泡沫の夢の中で、一寸先の幸せを。【完】


「なっ、ななな、何っ!?」

「んー⋯?」

「可愛いとか、いきなり!」

「思った事は口に出さないと」

「意味わかんないっ⋯!」


恥ずかしいやら驚きやらでパニック状態の私に拓海は冷静に笑みを深くするから、私がおかしいの?って一瞬思ったり。

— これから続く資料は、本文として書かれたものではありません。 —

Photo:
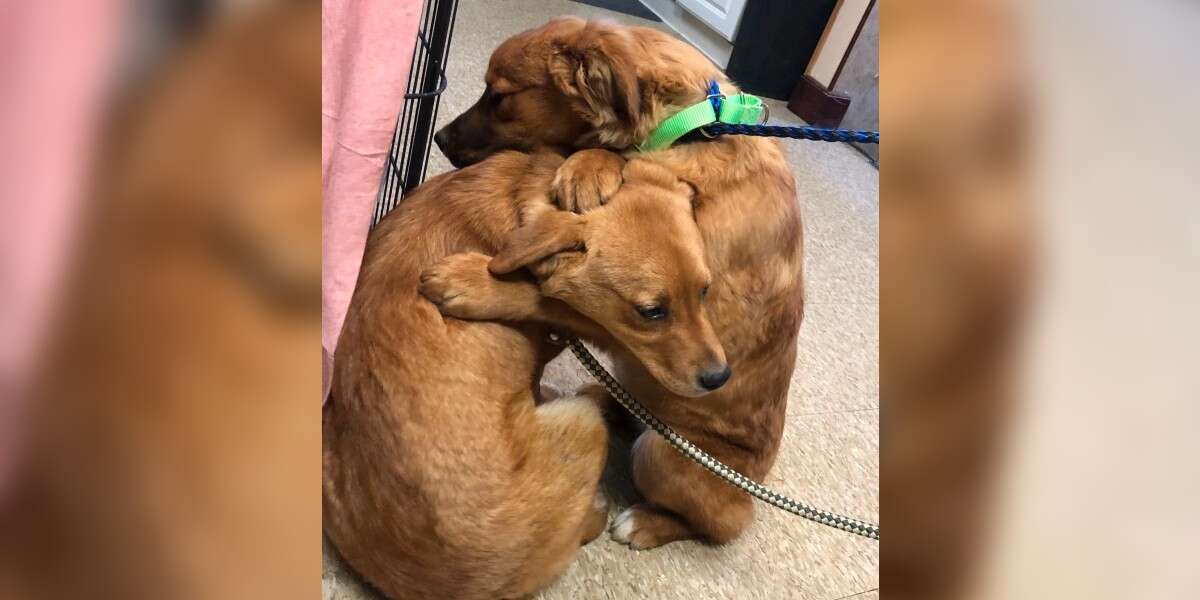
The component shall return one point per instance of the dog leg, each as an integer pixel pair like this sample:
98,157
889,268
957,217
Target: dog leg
462,287
587,179
685,501
643,527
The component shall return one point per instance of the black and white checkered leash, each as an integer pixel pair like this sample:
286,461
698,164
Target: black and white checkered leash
705,460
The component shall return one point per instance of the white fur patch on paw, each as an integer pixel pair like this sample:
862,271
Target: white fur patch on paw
624,525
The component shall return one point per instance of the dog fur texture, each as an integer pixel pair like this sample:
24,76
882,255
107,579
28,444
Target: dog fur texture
576,85
444,475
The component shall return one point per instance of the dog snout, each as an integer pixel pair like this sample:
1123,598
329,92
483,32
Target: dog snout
714,378
442,138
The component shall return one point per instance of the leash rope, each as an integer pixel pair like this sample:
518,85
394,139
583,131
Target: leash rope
779,131
741,114
705,460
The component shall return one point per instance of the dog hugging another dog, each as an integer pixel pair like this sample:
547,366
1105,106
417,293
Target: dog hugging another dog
445,473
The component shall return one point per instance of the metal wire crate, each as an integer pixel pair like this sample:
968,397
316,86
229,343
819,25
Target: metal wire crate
408,159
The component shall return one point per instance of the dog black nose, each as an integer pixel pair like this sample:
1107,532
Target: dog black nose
442,138
714,378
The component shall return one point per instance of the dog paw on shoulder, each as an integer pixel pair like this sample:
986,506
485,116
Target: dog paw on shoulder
587,180
456,282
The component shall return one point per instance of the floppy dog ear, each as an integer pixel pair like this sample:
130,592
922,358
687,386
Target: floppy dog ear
599,67
551,233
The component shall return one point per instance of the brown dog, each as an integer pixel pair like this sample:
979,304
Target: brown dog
571,84
444,478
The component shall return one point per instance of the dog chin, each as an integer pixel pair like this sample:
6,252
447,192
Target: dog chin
460,160
688,391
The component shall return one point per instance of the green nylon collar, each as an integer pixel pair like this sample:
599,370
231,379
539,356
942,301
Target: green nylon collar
739,109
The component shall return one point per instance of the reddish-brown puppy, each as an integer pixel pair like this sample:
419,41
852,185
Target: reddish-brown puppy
573,84
443,477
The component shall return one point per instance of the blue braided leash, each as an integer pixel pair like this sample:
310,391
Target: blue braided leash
779,131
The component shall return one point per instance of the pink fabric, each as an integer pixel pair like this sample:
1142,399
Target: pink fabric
55,64
366,51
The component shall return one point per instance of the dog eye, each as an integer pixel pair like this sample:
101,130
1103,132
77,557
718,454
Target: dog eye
653,312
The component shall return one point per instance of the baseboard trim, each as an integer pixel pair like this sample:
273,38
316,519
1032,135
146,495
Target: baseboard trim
816,105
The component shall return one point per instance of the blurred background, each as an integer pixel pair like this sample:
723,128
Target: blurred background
160,291
160,282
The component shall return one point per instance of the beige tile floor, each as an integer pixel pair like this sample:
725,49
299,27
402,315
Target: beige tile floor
831,444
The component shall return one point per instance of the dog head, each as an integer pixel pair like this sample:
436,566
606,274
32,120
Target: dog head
636,267
573,84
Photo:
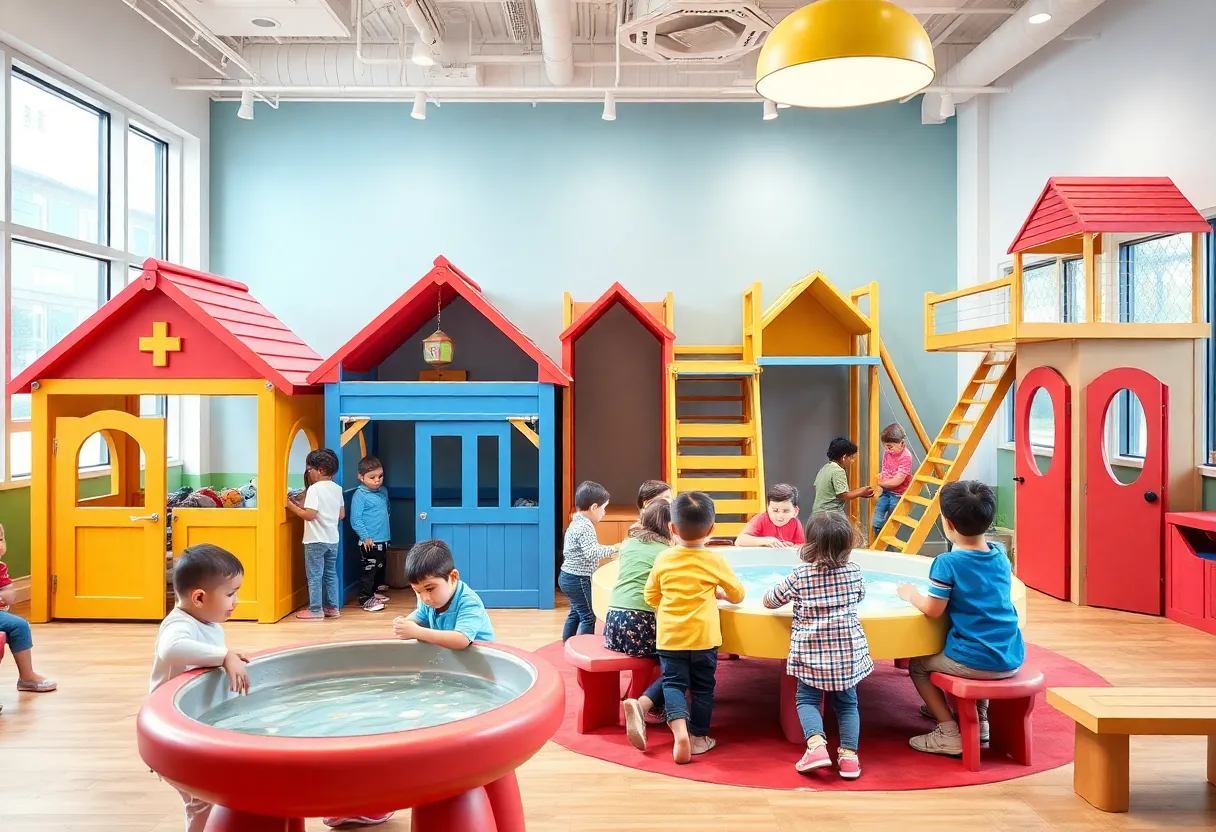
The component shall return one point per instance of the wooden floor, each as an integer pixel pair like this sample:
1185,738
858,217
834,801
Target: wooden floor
68,759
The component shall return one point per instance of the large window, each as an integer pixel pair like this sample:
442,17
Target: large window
88,203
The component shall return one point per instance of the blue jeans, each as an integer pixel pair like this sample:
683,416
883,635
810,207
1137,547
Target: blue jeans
16,630
321,567
581,619
844,706
690,670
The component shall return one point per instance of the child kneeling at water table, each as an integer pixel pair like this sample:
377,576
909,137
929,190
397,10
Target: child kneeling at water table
972,584
450,613
684,589
828,652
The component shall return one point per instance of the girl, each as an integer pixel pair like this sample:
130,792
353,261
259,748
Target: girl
827,646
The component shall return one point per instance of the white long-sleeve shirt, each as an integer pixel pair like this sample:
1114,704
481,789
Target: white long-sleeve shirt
183,644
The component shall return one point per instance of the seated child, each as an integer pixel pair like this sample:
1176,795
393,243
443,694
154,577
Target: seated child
777,527
206,582
895,474
450,613
832,482
581,552
828,652
972,584
684,589
369,518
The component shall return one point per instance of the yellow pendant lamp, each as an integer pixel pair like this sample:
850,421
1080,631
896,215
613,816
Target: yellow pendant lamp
845,54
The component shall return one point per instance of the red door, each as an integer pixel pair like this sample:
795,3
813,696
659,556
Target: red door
1125,524
1042,517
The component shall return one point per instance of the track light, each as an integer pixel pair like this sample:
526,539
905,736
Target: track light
246,108
609,107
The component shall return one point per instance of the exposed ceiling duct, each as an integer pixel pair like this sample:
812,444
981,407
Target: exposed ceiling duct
1014,41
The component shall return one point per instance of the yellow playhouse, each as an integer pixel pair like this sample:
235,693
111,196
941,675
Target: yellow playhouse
172,332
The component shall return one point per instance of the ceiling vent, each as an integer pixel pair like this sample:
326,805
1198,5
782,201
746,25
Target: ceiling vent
693,31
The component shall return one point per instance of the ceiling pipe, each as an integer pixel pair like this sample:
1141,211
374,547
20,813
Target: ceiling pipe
1014,41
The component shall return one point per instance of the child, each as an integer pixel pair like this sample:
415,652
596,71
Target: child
777,527
827,647
684,588
324,507
450,613
895,474
832,482
206,582
972,584
369,518
581,552
21,640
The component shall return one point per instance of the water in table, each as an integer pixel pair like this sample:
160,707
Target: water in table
359,706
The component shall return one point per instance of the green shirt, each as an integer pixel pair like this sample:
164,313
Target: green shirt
829,483
636,560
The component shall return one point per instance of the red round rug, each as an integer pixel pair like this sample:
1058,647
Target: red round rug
753,752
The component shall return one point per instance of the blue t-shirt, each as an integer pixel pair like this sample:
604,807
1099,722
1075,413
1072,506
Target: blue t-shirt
465,614
984,631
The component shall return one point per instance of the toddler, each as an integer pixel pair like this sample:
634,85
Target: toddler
206,582
324,507
684,589
777,527
972,584
369,518
581,552
828,652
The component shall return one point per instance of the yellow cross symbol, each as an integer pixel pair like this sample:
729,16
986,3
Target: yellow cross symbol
159,344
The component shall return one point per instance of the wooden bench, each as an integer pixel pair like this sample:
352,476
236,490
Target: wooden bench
598,674
1107,717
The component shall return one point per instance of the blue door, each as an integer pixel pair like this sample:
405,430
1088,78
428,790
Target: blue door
462,485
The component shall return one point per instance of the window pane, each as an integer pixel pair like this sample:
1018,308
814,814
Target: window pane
145,195
57,170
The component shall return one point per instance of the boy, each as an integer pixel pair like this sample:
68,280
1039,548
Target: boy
450,613
777,527
206,580
972,584
832,482
684,589
324,507
894,476
581,552
369,518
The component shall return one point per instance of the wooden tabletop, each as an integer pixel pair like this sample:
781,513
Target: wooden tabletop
1138,710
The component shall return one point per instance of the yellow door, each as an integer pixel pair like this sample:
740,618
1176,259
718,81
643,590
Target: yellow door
108,549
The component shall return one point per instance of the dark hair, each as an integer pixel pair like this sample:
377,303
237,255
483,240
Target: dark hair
428,558
831,537
692,513
782,493
203,566
590,494
324,461
651,489
893,432
839,448
654,524
969,505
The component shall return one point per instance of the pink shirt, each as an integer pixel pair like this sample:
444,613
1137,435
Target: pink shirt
763,527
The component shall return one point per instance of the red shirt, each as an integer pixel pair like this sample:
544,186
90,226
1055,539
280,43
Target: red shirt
763,527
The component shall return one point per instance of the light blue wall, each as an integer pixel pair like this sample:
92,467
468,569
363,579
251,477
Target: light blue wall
330,211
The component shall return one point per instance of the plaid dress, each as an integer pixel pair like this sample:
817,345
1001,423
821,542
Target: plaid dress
827,646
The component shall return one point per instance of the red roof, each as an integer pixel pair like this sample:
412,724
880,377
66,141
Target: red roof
1107,204
225,333
390,329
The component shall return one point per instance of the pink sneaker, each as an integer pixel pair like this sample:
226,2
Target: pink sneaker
814,758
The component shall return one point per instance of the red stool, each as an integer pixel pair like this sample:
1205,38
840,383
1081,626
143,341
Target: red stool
600,679
1011,702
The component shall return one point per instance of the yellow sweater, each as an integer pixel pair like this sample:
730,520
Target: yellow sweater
681,589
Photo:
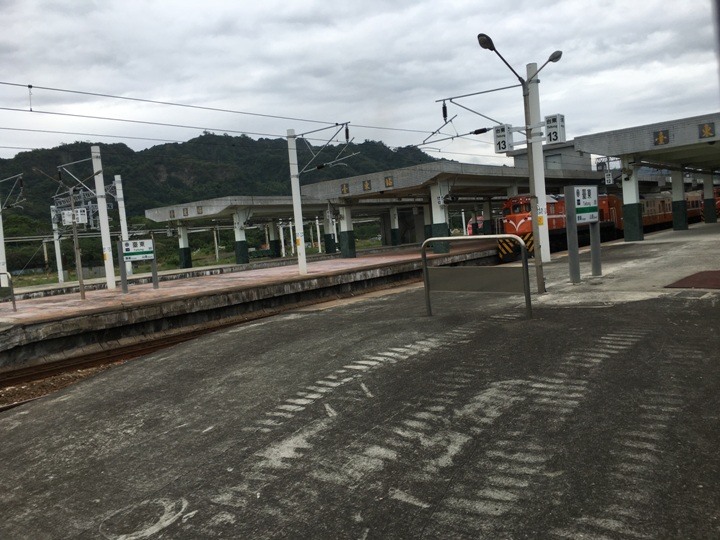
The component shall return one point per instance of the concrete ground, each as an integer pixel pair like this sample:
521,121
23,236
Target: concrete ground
598,418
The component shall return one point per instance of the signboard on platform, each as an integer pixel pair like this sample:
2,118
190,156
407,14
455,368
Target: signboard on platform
138,250
586,204
80,216
502,136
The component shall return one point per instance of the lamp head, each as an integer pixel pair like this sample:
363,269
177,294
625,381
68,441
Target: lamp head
485,42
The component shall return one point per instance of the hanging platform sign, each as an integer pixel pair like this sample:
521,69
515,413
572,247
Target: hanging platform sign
586,204
138,250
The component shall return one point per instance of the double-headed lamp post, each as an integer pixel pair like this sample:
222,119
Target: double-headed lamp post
536,160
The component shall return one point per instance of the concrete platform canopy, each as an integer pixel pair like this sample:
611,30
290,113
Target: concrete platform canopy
244,211
412,203
686,146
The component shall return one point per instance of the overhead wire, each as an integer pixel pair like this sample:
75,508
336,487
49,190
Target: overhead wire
199,107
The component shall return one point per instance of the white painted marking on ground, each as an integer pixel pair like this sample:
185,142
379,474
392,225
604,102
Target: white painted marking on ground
170,510
406,498
293,408
358,367
330,411
289,448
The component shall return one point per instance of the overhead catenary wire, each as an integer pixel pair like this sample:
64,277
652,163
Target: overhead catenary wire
199,107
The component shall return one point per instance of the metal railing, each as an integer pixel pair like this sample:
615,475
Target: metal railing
12,290
450,239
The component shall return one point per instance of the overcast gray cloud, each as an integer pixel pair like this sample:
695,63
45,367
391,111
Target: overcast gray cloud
373,63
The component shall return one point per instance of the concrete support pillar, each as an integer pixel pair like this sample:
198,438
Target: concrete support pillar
427,221
329,232
281,232
273,240
487,217
184,243
679,204
242,253
632,208
56,242
394,227
709,208
419,225
347,234
439,216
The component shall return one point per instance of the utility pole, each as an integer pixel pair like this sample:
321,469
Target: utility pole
4,281
103,218
297,203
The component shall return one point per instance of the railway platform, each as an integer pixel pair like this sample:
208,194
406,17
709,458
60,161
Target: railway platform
53,323
365,418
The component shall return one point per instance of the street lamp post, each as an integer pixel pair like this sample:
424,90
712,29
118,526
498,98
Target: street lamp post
536,161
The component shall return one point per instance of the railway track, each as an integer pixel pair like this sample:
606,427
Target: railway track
32,382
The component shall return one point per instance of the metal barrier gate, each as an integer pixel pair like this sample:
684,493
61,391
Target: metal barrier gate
477,278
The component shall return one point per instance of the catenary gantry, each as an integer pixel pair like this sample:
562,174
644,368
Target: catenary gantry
413,203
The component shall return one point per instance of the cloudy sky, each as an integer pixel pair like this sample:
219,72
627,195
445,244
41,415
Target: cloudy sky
380,65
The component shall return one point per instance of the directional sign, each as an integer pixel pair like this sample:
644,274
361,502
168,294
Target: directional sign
138,250
502,136
586,204
555,128
80,216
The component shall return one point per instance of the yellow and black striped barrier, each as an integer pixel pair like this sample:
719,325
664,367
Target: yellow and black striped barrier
509,250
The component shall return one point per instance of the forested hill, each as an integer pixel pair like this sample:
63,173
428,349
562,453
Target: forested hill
205,167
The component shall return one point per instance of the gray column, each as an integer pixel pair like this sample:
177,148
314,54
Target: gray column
632,208
439,216
394,227
709,208
487,217
679,204
273,240
329,232
419,224
184,243
242,253
347,234
427,220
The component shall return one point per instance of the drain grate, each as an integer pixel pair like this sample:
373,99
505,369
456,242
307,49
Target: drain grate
702,280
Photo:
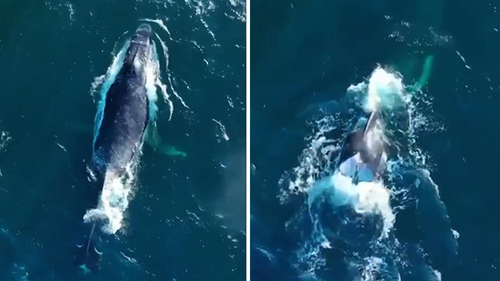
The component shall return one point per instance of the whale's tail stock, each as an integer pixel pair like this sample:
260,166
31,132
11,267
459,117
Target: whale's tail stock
87,254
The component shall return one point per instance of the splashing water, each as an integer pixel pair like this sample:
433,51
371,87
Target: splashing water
117,190
372,249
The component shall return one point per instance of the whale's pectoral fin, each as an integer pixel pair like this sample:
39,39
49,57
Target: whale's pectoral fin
155,141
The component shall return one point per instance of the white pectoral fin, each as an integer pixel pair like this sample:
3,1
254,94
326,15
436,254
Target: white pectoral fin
155,141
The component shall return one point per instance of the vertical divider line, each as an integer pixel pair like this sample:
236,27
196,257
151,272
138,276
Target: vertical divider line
247,217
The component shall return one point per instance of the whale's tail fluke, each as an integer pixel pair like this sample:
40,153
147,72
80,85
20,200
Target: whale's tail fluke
87,255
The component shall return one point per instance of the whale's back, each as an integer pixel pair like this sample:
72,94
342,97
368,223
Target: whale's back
124,122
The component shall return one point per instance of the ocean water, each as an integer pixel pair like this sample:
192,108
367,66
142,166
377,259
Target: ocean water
311,67
186,220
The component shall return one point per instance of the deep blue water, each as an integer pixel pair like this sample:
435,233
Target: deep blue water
187,218
304,55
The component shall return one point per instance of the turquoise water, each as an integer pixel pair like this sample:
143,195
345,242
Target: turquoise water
186,220
304,57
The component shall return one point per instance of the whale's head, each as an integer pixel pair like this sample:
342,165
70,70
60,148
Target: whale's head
140,50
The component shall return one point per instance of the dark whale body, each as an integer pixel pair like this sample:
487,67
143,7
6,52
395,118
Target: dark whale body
120,135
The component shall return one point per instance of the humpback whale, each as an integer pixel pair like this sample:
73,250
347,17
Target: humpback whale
364,153
120,133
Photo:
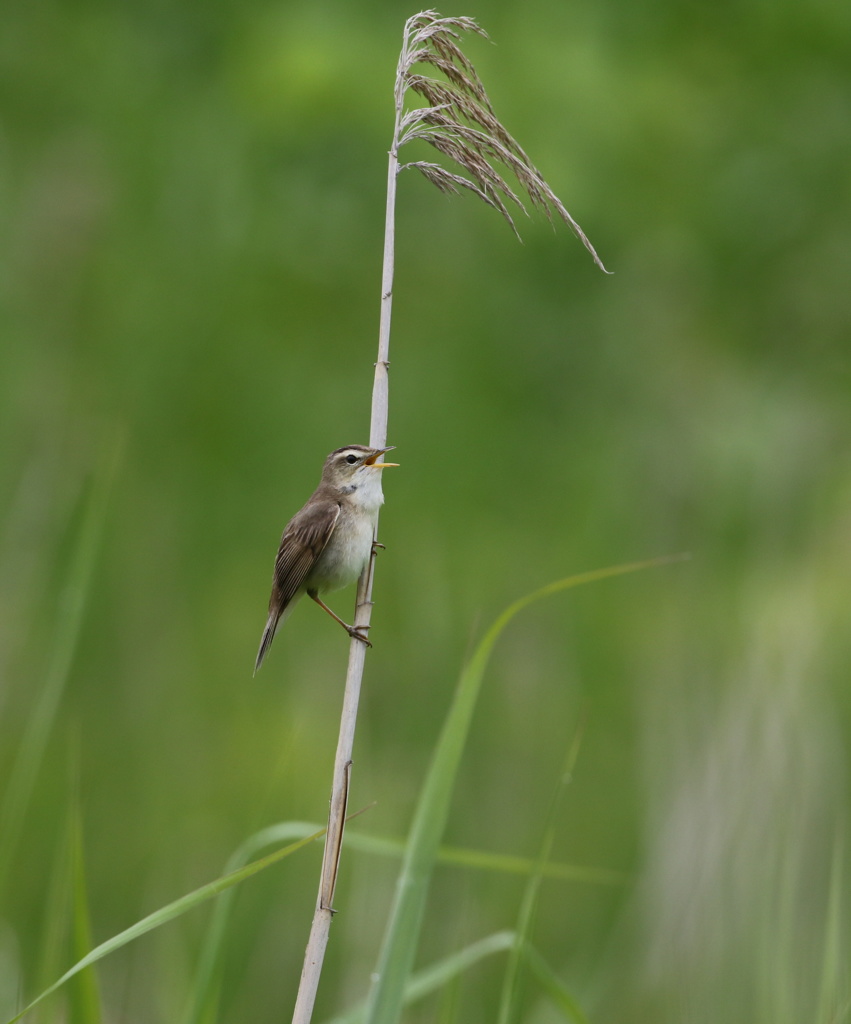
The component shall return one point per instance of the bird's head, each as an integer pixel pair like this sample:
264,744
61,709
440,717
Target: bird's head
346,468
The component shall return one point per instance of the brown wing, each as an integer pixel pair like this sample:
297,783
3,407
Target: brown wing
303,541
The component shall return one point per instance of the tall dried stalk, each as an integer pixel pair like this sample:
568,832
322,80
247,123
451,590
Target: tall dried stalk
458,120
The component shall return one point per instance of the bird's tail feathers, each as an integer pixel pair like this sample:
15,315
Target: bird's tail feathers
273,624
266,639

だけど普通は、可愛いとか言わないと思う。私たちは友達なわけだし。
⋯⋯そうだよ、友達なのに可愛いなんて⋯。

友達、なのに⋯。


「私たち、友達、でしょ?」

「友達だったら言っちゃいけない?」

「いけないってわけじゃないけど、普通は言わない⋯んじゃないかな⋯?」

「でも俺は言いたい」

「言いたいって⋯、」

「俺が思ったこと全部、佳乃に伝えたい」


柔らか笑みのまま、真っ直ぐに私をその瞳に映す拓海に私も目を逸らせなくなる。


「だからさ、」

「っ」

「佳乃も全部俺に教えて」

「教える⋯?」

「佳乃が思ってること、俺にも分けて欲しい」


拓海の手が、ゆっくりと私の手へと伸びてくる。
だけどそれは私の手に触れるギリギリの所で動きを止めて、元の位置に戻ってしまった。


「佳乃」


何を言うでもなく、私の名前を呼ぶ拓海。

その表情はまるで私のことを大切に思っているって言っている様で、そんなはずないって分かっているのにそう思わずにはいられなかった。

もしも、瞬きをする度に目に映る景色を写真に残せたなら私は、今この瞬間にシャッターを切りたいと思った。